As new media types were introduced and marketers could diversify their budget and advertise on multiple channels, last click’s limitations became glaringly apparent. This led to the advent of multi-touch attribution (MTA) models whose goal is to distribute credit across multiple touch points.

To make matters worse, the introduction of smartphones added another wrinkle—the need to track the customer journey across multiple devices. Arguably, this is a problem that will never be solved with MTA’s bottoms-up approach.

Today, most marketers actually don’t necessarily care about each touchpoint (and certainly not the last), but rather the total return on each investment in ad spend. If I spend more money on this channel, will I get a greater return than if I didn’t?
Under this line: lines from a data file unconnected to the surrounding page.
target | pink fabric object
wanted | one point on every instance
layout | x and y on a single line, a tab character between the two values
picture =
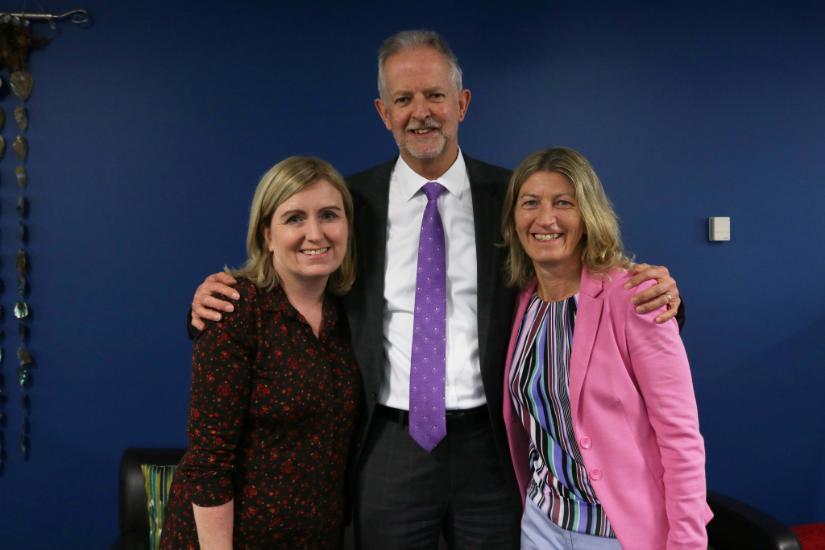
634	416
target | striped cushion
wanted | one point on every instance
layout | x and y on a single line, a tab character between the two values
158	480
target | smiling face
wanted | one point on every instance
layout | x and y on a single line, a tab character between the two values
308	236
548	222
422	108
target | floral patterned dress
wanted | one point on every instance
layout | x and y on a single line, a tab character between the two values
271	419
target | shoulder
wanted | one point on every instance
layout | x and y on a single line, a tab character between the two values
619	298
245	307
612	283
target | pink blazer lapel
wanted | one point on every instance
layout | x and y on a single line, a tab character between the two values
588	317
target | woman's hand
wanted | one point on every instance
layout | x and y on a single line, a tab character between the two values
214	525
663	293
207	303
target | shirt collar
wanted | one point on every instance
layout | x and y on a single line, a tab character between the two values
409	182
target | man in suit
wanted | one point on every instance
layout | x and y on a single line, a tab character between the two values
461	486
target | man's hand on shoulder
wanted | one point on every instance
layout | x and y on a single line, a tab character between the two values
663	293
210	299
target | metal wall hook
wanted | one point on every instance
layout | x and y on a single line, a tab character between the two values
79	17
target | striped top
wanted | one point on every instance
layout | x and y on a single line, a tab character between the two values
539	385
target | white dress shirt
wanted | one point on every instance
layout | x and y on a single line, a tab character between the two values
405	210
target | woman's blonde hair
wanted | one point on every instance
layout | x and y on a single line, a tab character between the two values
288	177
602	243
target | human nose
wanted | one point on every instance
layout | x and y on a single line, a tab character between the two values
546	215
314	230
421	109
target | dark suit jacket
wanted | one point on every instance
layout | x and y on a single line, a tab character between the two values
365	303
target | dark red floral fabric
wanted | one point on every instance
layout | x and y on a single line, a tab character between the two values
271	418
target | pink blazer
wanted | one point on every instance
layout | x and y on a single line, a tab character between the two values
634	417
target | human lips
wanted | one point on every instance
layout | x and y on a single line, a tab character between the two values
423	129
546	236
315	251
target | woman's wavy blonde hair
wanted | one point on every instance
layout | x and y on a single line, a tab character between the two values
290	176
602	243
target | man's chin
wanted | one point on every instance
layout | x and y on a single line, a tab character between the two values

This heuristic is also often combined with the ease in which a channel can be measured—blackbox multi-channel measurement will most likely not prevail. We’ve come a long way from if it can’t be directly measured, don’t allocate spend, but we’re certainly no where close to where we were in the pre-digital marketing era.

2014 to 2021: Pre-Apple Privacy Shift

From 2014 to April 2021, a combination of both platform-reported measurement + Google Analytics last-click was king. The majority of ad spend was on Facebook & Instagram, AKA Meta (and still very much is). Brands built a competitive advantage through their ability to acquire customers at scale. If you worked through this time, the phrase “LTV:CAC ratio” might trigger some interesting memories, although we’ll save that topic for a different day. We’ve migrated from What’s your CAC to What’s your MER?—a question that’s more representative of a brand’s P&L than their unit economics.

One of the biggest learnings of this time was that building a business on projected cashflow from returning customers for a non-subscription product is in no way sustainable.